Some employers take a free ride, imposing difficult conditions and failing to provide reasonable support to employees, and the resulting erosion of wellbeing causes health problems, the cost of which is picked up by the public health system.

Similarly some private landlords take their profits while providing sub-standard accommodation causing health problems.

Nor are local authorities blameless in this regard, making short term savings that cause longer term problems, with the public and particularly our health services paying the price.

In my voluntary roles with the NHS, End of Life care alliance and Healthwatch, and in my prior roles with St Mungo’s delivering services for homeless or in my work with the criminal justice system it became pretty clear to me that I am regarded not as a liability but as an asset.
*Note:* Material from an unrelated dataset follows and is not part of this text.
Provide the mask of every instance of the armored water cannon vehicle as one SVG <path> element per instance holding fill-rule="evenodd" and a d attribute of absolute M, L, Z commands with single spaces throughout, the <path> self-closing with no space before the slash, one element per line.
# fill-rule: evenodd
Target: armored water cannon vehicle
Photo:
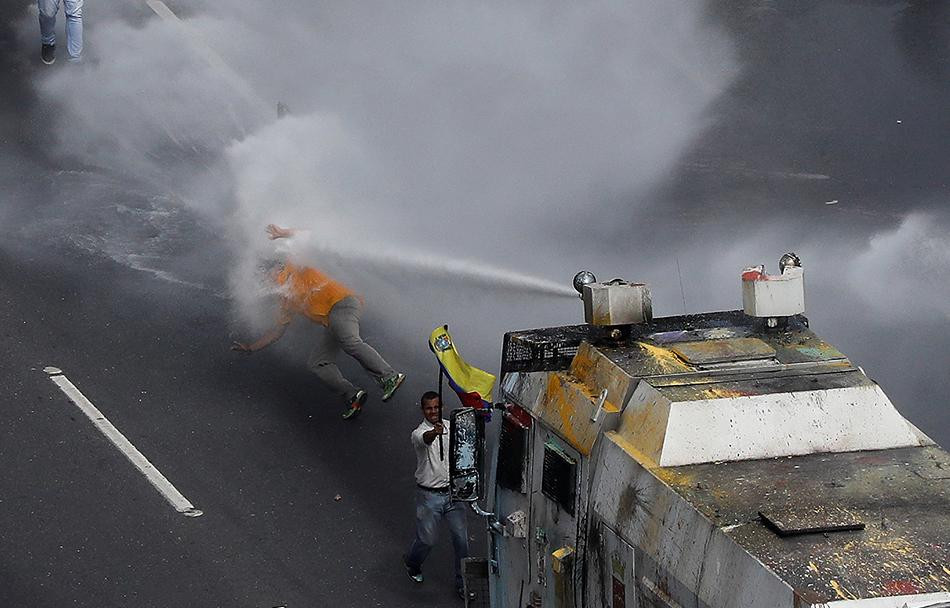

My experiences acquired meaning. I could use them to establish more effective relationships with clients and colleagues, improve practices and instigate positive change.

When the goal is to deliver services that are personal to individuals, there is a synergy between recovery values, professional development, diversity and leadership that conveys enthusiasm and empowerment to support and encourage staff to develop their individual qualities.

I know from my own activism that one repeats similar messages year after year, seemingly without effect, but suddenly it seems like we have turned a corner, started a new page, people are listening, discussing and responding as if for the first time, and socially a transformation appears to be taking place in wider society or a new law is passed. And when we look back it seems incredible that just a few years ago, things were totally different.

My hope is that somehow, this brief essay on my experiences regarding disability will strike a chord, will strengthen the resolve of someone, somewhere to take some positive action.

I argue from an ethical standpoint that society has a moral obligation to address these issues and help put right what went wrong for individuals caught in these situations. Our public services and institutions have a legal obligation to promote equality, to help avoid recurrence of these problems in future.

However, I also argue from a financial standpoint that we cannot afford to keep picking up the colossal bill for damage, social wreckage and waste of resources caused by social exclusion. Our public services sustain these consequences daily at vast cost to us all. Much of it is avoidable, preventable or remediable, if we improve how we treat individuals and address systematic oppression.

I wrote to my MP by email today, providing my address, and in view of my hearing impairment I asked for e-mail or face to face communication. An automated reply insisted that communications would only receive further attention if a phone number was supplied. That is an example of systematic oppression. The system was established for very sensible reasons that did not intend to persecute deaf or dumb people, but no thought was given to its impact on people who have difficulty with using a telephone.

I do not claim any special attention for being disabled or trans. I want all our services to be suitable for everyone who needs them, as public services should be.

So if my essay here means anything, it should mean that someone somewhere will review their case files, go the extra mile, be open to change, face the individuals they deal with and see them and respond to them as individuals.